The condemnation of proportional representation

by time news

Time.news – Political life sometimes reserves surprises, and big surprises. Clearly, no one could have foreseen that the spring 2022 elections would lead to a situation so elusive that the government does not know today whether to try to govern for all its worth, or to provoke new elections by dissolution of the National Assembly.

Here and there, we can hear, or we can read, that the 1958 Constitution was designed to allow a government of the country without an absolute majority in the National Assembly. It is first of all to ignore the incomparable contribution of the majority vote for the formation of a coherent and stable majority. Six decades of the Fifth Republic have provided a dazzling demonstration of this. It is then to forget that, since the constitutional revision of 2008, the power no longer has, as it pleases, the weapon of the 49-3 repeatedly, proof, if necessary, that one should not touch to a Constitution than with a trembling hand.

Whatever the future of this Assembly resulting from the June 2022 polls, a lesson can now be drawn from this political situation with regard to the voting method used for the election of deputies.

Majority voting has been, since 1958, consubstantial with the Fifth Republic. Proportional representation is attached to the Fourth Republic and to the ministerial instability which was its main mark.

Only once has proportional representation been used during the 64 years of the Fifth Republic. It was in 1986. To avoid an electoral rout, François Mitterrand had voted the return to the ballot of the Fourth Republic by the Socialist deputies at the end of their mandate. Despite proportional representation, his opponents had obtained an absolute majority, which clearly showed the massive rejection of socialist power at the time. A first cohabitation followed, with Jacques Chirac at the Hotel Matignon.

By a curious paradox, in this spring of 2022, there was no need for the proportional voting system for the National Assembly to find itself without an absolute majority. It was by majority vote that this Assembly was renewed. And it is indeed because there is no real majority at the Palais Bourbon that we are currently witnessing attempts – so far unsuccessful – to form a majority government by associating opponents of the standby.

With the majority system, coalitions are formed before the elections, on the basis of an agreement on the main orientations of a policy. It is with complete clarity that the electorate decides. With proportional representation, political combinations take place after the election, they can last for months, as we saw in Germany or Italy a few years ago. The voter’s choice then becomes subordinate. These are negotiations between the parties that lead to the formation of a majority.

For supporters of majority voting and the Fifth Republic, the current experience is of the greatest interest. The French women and men have indeed, before their eyes, a political life characterized by an Assembly of the proportional ballot type, without an absolute majority. Everyone can measure the limits of the exercise, and it is not surprising that the idea of ​​a dissolution, followed by a return to the voters, comes up so frequently in the debates.

On the other hand, for the proponents of proportional representation in small doses, medium doses, or high doses – and there are many of them, and they are strangely silent! – the current situation is fraught with consequences. It will be difficult for them to explain to the French people that we can sustainably and validly govern France with a National Assembly without a real majority. However, it is the nature of the proportional ballot not to allow the formation of a majority of support for the President of the Republic and his government.

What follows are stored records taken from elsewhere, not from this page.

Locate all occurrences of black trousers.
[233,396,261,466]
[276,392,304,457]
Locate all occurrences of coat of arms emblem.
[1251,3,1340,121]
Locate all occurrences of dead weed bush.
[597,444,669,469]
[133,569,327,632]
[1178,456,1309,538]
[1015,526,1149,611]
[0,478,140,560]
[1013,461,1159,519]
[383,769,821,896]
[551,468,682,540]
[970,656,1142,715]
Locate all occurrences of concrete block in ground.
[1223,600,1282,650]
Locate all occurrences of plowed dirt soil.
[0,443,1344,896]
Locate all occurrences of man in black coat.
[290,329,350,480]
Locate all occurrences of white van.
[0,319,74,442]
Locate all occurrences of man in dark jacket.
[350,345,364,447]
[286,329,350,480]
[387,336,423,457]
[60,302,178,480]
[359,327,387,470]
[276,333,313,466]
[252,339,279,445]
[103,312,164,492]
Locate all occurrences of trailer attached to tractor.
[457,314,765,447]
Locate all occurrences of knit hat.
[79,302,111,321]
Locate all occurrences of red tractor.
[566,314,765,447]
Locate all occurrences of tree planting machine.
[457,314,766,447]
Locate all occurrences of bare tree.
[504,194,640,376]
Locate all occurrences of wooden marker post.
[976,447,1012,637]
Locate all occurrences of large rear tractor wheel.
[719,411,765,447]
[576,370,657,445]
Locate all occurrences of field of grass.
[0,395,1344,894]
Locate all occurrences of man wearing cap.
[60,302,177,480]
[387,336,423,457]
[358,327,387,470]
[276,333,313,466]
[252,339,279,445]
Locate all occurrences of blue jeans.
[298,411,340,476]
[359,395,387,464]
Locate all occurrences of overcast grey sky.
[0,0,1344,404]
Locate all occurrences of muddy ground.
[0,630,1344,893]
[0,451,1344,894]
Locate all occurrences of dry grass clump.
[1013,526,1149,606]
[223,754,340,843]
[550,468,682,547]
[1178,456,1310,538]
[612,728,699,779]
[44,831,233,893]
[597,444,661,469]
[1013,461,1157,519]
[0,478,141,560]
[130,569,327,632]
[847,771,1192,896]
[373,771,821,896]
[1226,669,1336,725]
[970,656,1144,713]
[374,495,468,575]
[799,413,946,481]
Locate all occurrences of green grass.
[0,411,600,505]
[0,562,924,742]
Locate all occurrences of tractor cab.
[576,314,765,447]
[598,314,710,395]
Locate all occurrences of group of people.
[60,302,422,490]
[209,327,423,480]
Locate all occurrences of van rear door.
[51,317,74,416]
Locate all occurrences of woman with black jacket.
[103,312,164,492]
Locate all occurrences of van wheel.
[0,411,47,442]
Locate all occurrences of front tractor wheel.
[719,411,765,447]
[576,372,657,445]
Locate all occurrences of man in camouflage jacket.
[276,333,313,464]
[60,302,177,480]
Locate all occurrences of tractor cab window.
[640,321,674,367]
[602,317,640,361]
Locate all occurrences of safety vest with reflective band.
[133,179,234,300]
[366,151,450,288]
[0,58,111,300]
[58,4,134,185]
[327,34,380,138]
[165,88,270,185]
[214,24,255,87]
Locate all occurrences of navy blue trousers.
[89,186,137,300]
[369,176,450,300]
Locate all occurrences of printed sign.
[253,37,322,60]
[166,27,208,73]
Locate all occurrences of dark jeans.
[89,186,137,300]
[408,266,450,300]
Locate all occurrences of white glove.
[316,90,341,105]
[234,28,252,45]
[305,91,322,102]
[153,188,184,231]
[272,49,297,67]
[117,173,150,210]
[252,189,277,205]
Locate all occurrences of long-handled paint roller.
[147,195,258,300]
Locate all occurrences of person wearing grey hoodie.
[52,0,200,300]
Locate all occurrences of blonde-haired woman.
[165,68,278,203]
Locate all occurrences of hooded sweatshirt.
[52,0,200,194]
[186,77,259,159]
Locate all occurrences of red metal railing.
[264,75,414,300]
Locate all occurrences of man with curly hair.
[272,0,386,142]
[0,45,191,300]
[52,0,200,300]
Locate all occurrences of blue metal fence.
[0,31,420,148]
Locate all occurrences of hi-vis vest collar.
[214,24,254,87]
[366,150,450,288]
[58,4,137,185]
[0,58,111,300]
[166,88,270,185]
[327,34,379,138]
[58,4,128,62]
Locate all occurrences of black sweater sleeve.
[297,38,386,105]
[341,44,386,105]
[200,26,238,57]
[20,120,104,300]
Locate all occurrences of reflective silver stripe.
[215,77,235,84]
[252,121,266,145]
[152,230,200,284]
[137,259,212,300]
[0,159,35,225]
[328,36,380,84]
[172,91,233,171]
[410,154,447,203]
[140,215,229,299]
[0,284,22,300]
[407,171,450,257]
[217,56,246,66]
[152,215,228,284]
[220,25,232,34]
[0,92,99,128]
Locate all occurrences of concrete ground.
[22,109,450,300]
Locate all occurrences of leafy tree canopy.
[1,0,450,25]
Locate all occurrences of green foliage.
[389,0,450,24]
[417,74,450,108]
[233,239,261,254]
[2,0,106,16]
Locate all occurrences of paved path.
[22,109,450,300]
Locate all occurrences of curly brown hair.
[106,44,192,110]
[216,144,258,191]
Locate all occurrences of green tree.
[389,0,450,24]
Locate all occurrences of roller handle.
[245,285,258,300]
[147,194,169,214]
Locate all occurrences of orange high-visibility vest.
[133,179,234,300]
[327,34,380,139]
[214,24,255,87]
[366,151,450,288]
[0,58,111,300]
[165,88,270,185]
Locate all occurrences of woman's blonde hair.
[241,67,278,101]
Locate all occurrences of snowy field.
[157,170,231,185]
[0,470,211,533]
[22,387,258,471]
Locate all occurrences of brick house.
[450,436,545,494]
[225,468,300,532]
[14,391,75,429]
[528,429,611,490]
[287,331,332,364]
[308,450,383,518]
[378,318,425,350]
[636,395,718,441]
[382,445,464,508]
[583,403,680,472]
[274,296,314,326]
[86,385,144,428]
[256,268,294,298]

The facts are there, and they are all arguments that are difficult to contest. On various occasions, the President of the Republic himself has made himself the champion of a voting system “at the same time” majority and proportional. In the event of a dissolution of the National Assembly, undoubtedly inevitable, and in the atmosphere of the moment, instructed by the experience in progress – undoubtedly “hygienic” would have said Raymond Barre, it is the word that he used about cohabitation – it seems unlikely that Emmanuel Macron will vote for a change in the electoral law before sending the deputies back to their voters. It is the condemnation, in good and due form, of proportional representation.